Log to boards to boxes is the path of almost all work with wood. Lumberjacks fell trees and cut them into logs. Sawyers cut the logs into boards of various shapes and sizes to suit many purposes. From there the boards are generally formed into boxes of some sort. Carpenters usually build big boxes that we store things in and live in, sometimes called cabins. Once they built carriages or cars and hence their name ‘car – penters’. Joiners build smaller boxes or ‘cabinets’. I have had the pleasure and frustrations of attempting the full gamut of things made from wood in my life.
At one time it was considered the defining feature of human beings that we had hands with opposable thumbs that allowed us to make things that other creatures could not. Now we seem mostly to use those hands on keyboards – our thumbs simply another digit for entering data. Some of us dream of implants that will allow us to enter the data directly from our brains allowing us to completely avoid the use of our hands. Personally, I prefer to use mine.

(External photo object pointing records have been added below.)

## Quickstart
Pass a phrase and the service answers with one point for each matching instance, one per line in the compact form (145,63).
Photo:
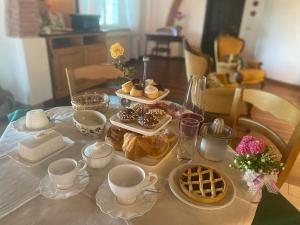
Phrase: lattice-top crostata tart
(203,184)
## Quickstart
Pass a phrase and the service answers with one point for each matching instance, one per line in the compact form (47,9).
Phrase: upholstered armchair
(226,45)
(219,94)
(199,64)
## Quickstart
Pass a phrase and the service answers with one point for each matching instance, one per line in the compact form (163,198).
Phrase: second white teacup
(127,181)
(63,172)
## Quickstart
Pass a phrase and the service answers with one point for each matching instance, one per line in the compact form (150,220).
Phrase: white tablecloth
(28,207)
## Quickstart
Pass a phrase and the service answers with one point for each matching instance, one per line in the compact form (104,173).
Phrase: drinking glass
(188,135)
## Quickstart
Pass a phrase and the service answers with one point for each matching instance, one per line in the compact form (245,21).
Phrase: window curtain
(118,14)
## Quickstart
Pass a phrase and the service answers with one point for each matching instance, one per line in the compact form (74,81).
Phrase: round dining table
(22,203)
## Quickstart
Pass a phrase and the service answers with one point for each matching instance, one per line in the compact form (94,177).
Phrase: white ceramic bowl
(89,122)
(36,119)
(96,160)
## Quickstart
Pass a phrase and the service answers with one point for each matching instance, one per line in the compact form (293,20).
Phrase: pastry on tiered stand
(203,184)
(136,146)
(115,137)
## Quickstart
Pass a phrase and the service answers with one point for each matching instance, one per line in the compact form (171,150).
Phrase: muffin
(149,82)
(151,92)
(135,81)
(127,115)
(137,90)
(126,87)
(148,121)
(159,87)
(158,113)
(115,137)
(139,108)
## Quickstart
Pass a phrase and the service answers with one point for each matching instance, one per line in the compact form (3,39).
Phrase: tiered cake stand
(135,127)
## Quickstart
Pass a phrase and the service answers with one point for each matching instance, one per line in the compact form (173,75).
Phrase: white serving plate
(142,99)
(108,203)
(147,161)
(14,154)
(135,127)
(20,125)
(175,188)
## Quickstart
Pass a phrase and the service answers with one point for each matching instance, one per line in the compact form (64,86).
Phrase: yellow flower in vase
(116,50)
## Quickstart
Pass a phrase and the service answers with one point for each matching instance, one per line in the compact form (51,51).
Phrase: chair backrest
(196,63)
(226,44)
(99,72)
(280,109)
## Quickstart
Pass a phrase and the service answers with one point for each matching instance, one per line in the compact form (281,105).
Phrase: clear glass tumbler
(188,135)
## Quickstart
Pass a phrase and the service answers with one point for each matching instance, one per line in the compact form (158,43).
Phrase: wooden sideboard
(73,50)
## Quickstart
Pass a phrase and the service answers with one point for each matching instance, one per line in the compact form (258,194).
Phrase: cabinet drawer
(95,54)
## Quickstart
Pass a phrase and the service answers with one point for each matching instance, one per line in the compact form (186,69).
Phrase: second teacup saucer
(49,190)
(108,203)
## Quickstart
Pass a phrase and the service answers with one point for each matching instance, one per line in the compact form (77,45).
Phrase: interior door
(222,16)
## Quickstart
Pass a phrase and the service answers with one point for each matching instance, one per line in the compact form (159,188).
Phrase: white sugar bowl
(97,155)
(36,119)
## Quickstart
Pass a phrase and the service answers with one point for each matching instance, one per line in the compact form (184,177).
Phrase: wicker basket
(90,101)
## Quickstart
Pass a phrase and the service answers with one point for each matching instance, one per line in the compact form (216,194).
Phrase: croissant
(131,146)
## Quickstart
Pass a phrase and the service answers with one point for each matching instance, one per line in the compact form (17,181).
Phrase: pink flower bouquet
(260,167)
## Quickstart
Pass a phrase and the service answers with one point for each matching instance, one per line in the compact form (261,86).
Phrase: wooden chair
(279,108)
(218,104)
(102,73)
(199,64)
(226,44)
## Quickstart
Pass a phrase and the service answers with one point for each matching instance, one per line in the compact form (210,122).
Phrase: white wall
(24,69)
(193,22)
(38,72)
(279,40)
(250,26)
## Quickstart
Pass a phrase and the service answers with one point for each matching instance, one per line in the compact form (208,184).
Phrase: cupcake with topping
(151,92)
(127,115)
(126,87)
(148,121)
(137,90)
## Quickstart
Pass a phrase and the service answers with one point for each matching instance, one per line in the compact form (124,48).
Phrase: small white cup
(63,172)
(127,181)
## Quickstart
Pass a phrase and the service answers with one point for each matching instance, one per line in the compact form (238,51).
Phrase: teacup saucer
(20,125)
(49,190)
(108,203)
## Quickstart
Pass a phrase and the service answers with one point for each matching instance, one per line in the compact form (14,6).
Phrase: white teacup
(63,172)
(127,181)
(36,119)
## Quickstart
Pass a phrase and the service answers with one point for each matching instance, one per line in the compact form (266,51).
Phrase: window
(110,11)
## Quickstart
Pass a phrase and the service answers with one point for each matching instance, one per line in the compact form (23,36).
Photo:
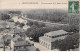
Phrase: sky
(25,4)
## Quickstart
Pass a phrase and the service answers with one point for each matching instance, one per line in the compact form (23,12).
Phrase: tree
(68,43)
(21,24)
(17,23)
(5,17)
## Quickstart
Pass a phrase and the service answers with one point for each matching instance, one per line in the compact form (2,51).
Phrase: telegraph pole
(4,43)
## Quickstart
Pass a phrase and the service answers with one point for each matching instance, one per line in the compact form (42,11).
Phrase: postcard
(39,25)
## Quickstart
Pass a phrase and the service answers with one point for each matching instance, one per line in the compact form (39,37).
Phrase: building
(50,37)
(23,46)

Soon with artificial intelligence we won’t even have to think about things. Machines will do that for us, and we can lie back in our virtual reality goggles and pretend we are doing something exciting. Somehow, this doesn’t appeal to me. There is nothing like the satisfaction of stepping back and taking in something concrete created with one’s own hands. There are also life lessons and wisdom gained from the interaction with the substance of our world. So, I will continue using both my hands and my own mind. Herein are some of those results, the thoughts of a joiner, a worker with wood, an archaic human being.